Les mots d’idéaliste et de naturaliste arrivent à leurs oreilles sans y apporter aucune signification.

Elles désirent seulement que l’atelier soit bien chauffé, que le lunch soit chaud, car tous nos charmants artistes paient le lunch à leurs modèles.

Quant à ce qu’on leur demande de poser, elles ont la même indifférence.

Le lundi, elles endossent les haillons de la jeune pauvresse pour M. Pumper, dont les touchants tableaux de la vie moderne tirent tant de larmes au public, et le mardi elles posent en péplum pour M. Phœbus, qui est convaincu que tous les sujets vraiment artistiques sont nécessairement antérieurs à l’ère chrétienne.

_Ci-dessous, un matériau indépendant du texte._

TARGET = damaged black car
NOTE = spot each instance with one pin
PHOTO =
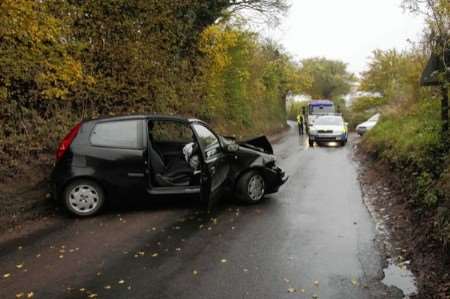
(153, 155)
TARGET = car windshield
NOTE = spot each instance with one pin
(329, 121)
(374, 118)
(322, 109)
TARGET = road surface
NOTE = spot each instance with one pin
(313, 239)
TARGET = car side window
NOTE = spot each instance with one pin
(171, 131)
(120, 134)
(208, 141)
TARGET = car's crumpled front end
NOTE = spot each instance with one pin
(257, 153)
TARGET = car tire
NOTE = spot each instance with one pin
(83, 198)
(250, 188)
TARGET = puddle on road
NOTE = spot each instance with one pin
(401, 277)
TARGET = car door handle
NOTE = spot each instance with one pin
(135, 175)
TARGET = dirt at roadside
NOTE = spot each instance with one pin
(410, 235)
(24, 197)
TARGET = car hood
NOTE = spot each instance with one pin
(260, 144)
(367, 124)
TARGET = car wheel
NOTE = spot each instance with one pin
(83, 198)
(251, 187)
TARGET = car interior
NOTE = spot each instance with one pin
(170, 166)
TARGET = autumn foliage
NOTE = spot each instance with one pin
(64, 61)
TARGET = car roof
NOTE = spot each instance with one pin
(146, 116)
(321, 102)
(329, 117)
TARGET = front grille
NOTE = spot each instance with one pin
(325, 131)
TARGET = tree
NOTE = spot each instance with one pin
(437, 38)
(330, 78)
(394, 74)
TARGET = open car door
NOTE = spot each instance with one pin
(215, 168)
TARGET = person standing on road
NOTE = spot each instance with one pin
(300, 124)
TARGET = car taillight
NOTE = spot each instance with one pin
(67, 141)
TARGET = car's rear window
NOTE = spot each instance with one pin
(122, 134)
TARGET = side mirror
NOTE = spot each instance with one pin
(232, 147)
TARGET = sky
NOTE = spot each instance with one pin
(348, 30)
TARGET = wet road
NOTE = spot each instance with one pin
(313, 239)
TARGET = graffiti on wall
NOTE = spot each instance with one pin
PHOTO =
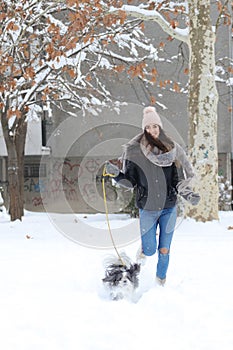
(63, 178)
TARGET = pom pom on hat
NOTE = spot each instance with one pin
(150, 116)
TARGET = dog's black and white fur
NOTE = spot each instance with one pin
(121, 277)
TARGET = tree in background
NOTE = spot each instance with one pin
(190, 22)
(55, 53)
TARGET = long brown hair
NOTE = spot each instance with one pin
(163, 142)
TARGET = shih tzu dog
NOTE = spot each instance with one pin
(121, 277)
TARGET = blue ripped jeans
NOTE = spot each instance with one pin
(149, 221)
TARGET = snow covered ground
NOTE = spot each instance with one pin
(52, 297)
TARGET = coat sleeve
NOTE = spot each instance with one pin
(128, 175)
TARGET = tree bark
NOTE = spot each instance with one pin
(202, 105)
(15, 145)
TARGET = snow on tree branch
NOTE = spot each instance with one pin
(153, 15)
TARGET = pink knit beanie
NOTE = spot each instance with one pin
(150, 116)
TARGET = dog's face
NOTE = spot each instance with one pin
(121, 280)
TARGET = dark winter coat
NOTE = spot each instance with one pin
(154, 177)
(155, 186)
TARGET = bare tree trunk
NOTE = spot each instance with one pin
(15, 144)
(203, 100)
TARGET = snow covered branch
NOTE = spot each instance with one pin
(153, 15)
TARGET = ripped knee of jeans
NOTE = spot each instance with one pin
(164, 251)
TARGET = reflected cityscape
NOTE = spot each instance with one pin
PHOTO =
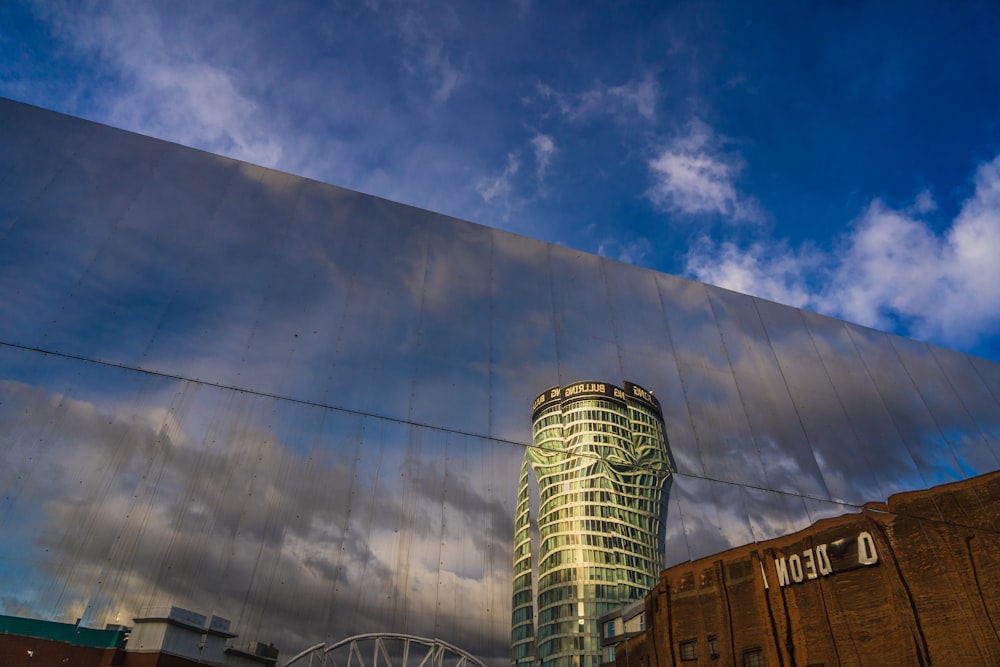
(248, 396)
(600, 462)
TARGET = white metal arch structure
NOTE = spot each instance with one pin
(387, 649)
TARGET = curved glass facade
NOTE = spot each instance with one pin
(601, 465)
(254, 396)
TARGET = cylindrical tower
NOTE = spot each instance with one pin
(600, 458)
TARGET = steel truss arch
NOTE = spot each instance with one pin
(385, 649)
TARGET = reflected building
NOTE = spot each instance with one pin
(911, 581)
(601, 465)
(227, 387)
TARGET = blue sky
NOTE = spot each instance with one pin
(843, 157)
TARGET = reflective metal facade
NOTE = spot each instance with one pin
(305, 409)
(600, 462)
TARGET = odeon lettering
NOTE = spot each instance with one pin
(815, 563)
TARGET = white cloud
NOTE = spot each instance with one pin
(771, 271)
(501, 186)
(891, 267)
(635, 97)
(425, 53)
(544, 148)
(631, 252)
(169, 90)
(694, 176)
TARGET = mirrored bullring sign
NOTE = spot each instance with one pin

Elles s’en vont gaîment, tête baissée, à travers tous les siècles, à travers tous les costumes, et comme les acteurs, elles ne sont intéressantes que quand elles ne sont pas elles-mêmes.

Elles ont tout à fait bon cœur. Elles sont très accommodantes.

— Que posez-vous ? dit un jeune artiste à une modèle qui lui avait envoyé sa carte.

Tous les modèles, disons-le en passant, ont des cartes et un petit sac noir.

— Oh ! Tout ce que voudrez, monsieur, dit la jeune personne. Le paysage, s’il le faut.

Il faut convenir qu’au point de vue intellectuel, elles sont des Philistins, mais physiquement elles sont parfaites, — du moins quelques-unes, le sont.